In 1989, the small Sunshine and District Community Hospital at King Edward Avenue was demolished and replaced by the extensive new Sunshine Hospital on Furlong Road in St Albans. In 1996, together with Footscray Hospital and Williamstown Hospital, Sunshine Hospital became part of the Western Health Care Network, which was expanded in 1997 to become the North Western Health Care Network, and then reduced in size in 2000 to become Western Health, with the concurrent creation of Northern Health.

In 2015, a 13-bed intensive care unit was opened at the hospital. A specialist women's and children's hospital, called the Joan Kirner Women's and Children's Hospital, opened on the Sunshine Hospital site in May 2019. It includes maternity and post-natal facilities.

== Facilities ==
The hospital has approximately 600 beds. This includes an emergency department, an intensive care unit, a cardiac care unit, women's and children's facilities, and mental health wards, along with aged care and rehabilitation facilities.

== Performance ==
The Sunshine Hospital emergency department processes more than 200 patients on average daily, with about 60 ambulances and 160 patients otherwise presented. As a consequence of this high volume, the hospital has the worst-performing emergency department of the three operated by Western Health, with the lowest rates of patients seen within the recommended four-hour time. The introduction of an intensive care unit in 2015 significantly increased the number of emergency presentations at Sunshine.

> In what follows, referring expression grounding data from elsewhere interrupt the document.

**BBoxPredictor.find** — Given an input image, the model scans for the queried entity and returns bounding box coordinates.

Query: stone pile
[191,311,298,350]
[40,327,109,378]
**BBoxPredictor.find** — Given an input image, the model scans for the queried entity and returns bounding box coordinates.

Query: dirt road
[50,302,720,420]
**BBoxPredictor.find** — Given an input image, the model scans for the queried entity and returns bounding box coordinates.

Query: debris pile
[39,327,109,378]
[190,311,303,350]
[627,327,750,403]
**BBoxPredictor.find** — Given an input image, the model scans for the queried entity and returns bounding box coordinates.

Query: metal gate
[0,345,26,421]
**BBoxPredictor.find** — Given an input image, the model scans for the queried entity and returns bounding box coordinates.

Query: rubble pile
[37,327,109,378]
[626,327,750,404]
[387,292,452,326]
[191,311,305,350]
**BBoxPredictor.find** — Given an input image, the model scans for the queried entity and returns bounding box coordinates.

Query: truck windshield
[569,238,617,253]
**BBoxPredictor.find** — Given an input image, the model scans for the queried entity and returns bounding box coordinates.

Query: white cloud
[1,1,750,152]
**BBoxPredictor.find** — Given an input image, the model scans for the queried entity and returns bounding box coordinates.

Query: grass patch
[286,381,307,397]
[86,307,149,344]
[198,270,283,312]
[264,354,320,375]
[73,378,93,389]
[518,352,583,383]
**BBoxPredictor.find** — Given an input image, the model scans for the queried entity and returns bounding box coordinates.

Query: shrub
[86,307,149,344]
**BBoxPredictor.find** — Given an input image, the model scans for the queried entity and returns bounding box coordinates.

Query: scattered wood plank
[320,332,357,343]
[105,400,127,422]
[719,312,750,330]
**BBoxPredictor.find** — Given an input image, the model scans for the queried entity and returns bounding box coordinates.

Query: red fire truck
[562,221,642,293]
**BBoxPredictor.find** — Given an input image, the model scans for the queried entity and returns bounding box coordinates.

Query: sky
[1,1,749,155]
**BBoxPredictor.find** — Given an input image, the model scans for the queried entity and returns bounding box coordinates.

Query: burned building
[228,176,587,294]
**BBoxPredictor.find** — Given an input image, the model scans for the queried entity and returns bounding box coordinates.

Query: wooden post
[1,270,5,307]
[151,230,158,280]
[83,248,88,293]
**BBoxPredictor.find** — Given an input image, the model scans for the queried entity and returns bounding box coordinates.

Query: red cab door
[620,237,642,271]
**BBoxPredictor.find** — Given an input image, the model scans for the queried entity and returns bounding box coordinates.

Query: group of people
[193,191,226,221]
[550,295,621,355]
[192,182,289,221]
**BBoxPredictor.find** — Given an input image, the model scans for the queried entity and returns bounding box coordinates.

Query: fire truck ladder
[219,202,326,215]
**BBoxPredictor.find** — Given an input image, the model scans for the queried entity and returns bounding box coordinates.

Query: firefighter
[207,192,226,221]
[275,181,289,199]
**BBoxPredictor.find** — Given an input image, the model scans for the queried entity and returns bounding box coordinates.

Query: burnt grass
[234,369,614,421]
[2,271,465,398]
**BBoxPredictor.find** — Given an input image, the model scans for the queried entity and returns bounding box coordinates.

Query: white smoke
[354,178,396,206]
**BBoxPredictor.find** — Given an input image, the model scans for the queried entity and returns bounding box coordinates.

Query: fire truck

In 2014, 5230 babies were born at the hospital, making it the third-busiest maternity hospital in Victoria. This number is expected to rise to 7000 by 2026 in line with high growth in the western suburbs of Melbourne.

In 2016, Sunshine Hospital was ranked the third-best hospital in Melbourne for its efficiency in dealing with severe medical conditions in a report by the Auditor-General of Victoria.